Tuesday, December 18, 2007
Pakistan’s president Pervez Musharraf has been a key member of the coalition in the “war on terror”, in particular by supporting US efforts to root out Osama bin Laden. Yet Musharraf was a general, now officially out of uniform, who took power in his country in a coup in 1999, and who recently introduced a state of emergency that has seen leading political figures placed under house arrest. These actions sit ill with US president George Bush’s commitment, in his 2005 inauguration speech, to “seek and support the growth of democratic movements and institutions in every nation and culture, with the ultimate goal of ending tyranny in our world”.
The problem for those observing current events in Pakistan is that the country’s democratic politicians have, in their attempts to govern, hardly covered themselves with glory. Zulfiqar Ali Bhutto, prime minister from 1973 to 1977, was executed for involvement in the murder of political rivals. His daughter, Benazir, twice prime minister, was convicted in 1999 of corruption. Her great political rival, Nawaz Sharif, twice dismissed for corruption, was convicted in April 2000 on terrorism and hijacking charges.
Even taking aside the peccadilloes of its rulers, Pakistan is a country wrought by faction. Of its four provinces, Baluchistan, North-West Frontier Province, Punjab and Sindh, only Punjab lacks an independence movement that at some point has aimed to break away. North-West Frontier Province remains in large parts beyond the control of Islamabad and is believed to be the hiding place of Taliban from Afghanistan, and of members of Al-Qaeda.

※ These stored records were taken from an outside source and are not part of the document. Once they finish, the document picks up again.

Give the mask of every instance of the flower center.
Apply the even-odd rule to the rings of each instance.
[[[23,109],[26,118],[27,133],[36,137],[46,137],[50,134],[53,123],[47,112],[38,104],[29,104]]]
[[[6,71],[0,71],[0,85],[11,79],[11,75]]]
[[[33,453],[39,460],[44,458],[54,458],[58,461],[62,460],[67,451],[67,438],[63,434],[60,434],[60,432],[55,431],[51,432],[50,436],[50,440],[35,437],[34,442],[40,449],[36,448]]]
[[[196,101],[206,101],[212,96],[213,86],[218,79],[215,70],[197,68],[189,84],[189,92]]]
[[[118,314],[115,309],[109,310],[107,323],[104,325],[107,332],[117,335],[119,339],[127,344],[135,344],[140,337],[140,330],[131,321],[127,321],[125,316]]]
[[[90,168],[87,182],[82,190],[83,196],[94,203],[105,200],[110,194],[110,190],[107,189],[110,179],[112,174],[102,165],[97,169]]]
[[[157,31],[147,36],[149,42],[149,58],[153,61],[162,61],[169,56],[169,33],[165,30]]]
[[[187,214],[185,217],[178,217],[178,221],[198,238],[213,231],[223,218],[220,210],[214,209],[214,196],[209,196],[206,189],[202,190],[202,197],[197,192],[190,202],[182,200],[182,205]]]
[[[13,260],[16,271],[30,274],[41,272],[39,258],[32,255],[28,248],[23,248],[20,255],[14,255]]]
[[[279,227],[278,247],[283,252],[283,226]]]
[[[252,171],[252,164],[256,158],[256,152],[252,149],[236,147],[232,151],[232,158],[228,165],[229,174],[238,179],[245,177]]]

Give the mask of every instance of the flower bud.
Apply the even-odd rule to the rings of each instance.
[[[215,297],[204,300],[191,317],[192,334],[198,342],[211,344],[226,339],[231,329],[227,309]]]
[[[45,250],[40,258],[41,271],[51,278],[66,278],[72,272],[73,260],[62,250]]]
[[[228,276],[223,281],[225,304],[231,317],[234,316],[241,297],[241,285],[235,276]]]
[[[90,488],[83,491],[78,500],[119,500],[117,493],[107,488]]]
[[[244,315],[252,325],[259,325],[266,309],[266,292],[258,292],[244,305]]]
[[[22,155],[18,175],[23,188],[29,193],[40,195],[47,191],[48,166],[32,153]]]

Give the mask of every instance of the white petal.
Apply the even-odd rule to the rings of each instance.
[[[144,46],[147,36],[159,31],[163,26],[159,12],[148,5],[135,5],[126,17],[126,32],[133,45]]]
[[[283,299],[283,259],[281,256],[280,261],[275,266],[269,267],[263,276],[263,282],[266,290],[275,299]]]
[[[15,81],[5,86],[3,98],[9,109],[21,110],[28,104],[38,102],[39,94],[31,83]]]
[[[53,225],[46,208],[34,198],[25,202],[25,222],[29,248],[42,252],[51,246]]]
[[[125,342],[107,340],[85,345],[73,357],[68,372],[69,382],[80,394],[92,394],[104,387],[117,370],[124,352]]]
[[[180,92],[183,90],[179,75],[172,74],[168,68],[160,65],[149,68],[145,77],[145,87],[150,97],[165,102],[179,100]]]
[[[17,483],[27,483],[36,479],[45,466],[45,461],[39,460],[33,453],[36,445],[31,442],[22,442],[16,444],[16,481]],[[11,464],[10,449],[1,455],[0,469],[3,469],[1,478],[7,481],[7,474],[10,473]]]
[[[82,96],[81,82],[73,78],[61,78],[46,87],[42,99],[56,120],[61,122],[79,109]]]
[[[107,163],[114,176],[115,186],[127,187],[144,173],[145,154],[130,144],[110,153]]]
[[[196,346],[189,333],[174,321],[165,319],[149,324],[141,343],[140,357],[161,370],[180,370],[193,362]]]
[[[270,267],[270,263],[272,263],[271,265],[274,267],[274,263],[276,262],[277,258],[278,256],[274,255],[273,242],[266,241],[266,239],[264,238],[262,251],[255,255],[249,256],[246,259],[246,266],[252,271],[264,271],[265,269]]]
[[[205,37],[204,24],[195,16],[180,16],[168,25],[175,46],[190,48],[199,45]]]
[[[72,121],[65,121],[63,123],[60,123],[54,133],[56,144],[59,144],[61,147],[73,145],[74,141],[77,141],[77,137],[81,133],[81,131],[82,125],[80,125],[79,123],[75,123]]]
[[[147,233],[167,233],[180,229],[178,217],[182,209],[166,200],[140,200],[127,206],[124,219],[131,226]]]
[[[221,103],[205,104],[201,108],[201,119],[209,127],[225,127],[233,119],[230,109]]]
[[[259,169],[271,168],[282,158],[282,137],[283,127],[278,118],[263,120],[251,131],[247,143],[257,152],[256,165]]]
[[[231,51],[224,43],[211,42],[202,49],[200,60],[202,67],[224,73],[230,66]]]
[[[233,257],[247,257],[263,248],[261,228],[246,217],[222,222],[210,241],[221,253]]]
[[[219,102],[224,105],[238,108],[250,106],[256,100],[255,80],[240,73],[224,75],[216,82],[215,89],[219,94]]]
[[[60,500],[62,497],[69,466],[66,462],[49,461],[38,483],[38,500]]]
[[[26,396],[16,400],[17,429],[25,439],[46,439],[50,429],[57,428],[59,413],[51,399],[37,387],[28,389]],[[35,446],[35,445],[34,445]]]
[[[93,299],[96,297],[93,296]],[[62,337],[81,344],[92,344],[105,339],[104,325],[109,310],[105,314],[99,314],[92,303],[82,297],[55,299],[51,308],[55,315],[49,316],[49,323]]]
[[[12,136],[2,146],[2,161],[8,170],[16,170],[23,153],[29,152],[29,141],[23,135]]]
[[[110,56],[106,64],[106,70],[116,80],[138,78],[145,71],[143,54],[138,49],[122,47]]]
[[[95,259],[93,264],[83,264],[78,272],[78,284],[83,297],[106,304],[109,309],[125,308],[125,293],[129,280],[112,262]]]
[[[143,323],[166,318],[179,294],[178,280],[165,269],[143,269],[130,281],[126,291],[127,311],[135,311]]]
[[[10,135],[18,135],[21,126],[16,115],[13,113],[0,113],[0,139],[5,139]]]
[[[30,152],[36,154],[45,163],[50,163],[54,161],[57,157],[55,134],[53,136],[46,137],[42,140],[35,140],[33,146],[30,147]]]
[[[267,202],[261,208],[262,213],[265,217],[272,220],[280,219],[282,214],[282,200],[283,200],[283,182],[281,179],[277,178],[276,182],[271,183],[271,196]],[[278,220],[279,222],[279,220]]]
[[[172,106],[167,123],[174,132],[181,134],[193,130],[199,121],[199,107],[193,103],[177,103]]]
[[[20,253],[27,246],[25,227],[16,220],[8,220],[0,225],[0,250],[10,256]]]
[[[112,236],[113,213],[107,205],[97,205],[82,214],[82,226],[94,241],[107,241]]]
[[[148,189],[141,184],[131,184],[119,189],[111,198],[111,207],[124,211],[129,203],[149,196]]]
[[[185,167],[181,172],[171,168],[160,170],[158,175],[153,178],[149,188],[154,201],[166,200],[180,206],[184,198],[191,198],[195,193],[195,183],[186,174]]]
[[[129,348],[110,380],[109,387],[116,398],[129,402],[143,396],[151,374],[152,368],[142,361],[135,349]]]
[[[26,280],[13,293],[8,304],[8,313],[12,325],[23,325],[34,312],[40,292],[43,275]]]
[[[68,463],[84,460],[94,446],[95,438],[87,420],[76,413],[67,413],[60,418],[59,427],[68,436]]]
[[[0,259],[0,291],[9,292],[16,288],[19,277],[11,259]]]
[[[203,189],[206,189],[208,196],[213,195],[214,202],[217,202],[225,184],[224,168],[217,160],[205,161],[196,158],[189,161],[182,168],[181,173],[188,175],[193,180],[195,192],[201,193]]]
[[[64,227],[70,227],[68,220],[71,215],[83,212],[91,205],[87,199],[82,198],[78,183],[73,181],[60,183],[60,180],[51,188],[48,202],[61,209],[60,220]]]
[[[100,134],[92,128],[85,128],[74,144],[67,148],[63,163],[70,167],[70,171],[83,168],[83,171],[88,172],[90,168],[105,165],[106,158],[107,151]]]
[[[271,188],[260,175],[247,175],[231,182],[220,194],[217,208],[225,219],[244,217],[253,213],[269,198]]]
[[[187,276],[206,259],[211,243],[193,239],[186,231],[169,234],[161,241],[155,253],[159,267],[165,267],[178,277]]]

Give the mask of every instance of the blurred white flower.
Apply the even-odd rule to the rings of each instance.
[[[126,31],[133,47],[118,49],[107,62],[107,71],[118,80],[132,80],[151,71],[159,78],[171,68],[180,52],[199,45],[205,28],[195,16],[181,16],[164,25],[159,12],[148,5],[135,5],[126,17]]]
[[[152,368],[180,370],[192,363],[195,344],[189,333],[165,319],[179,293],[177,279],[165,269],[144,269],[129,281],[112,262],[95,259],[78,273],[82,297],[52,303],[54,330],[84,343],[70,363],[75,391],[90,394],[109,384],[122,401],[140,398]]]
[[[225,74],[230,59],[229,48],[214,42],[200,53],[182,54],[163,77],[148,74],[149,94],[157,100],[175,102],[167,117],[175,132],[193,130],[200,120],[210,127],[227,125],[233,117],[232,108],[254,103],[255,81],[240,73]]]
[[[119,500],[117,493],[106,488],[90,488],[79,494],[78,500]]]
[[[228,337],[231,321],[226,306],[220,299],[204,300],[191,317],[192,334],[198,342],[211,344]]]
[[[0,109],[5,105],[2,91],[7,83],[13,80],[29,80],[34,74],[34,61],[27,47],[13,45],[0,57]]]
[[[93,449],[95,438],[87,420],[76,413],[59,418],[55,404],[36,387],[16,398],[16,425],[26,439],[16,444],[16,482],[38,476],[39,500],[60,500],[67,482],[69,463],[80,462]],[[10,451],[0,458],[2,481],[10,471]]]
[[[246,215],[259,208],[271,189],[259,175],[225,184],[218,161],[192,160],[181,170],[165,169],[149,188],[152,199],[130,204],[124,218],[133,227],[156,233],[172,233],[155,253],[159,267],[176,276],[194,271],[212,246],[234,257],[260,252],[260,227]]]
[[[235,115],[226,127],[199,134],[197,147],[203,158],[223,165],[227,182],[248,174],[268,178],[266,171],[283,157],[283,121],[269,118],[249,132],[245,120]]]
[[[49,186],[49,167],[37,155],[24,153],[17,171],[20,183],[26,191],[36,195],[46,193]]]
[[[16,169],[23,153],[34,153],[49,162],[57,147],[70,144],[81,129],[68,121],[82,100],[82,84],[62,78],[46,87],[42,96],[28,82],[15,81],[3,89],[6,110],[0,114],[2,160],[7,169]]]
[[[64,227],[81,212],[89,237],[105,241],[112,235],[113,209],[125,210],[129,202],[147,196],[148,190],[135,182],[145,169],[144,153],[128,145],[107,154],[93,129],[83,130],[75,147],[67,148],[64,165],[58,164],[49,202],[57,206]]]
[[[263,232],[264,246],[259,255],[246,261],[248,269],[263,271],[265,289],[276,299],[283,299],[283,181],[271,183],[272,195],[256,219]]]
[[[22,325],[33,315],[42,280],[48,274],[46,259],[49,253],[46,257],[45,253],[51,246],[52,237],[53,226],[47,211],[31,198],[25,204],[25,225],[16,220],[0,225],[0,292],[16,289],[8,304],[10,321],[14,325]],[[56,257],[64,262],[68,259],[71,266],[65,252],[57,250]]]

The country also suffers from religious intolerance, between Sunni and Shia muslims and, within the Sunni community, between Islamists and secularists. Periodic religious conflicts have punctuated Pakistan’s history: indeed the current crisis was precipitated by the storming of the radical Red Mosque in Islamabad, which, the government claimed, was a breeding ground for Islamic extremists.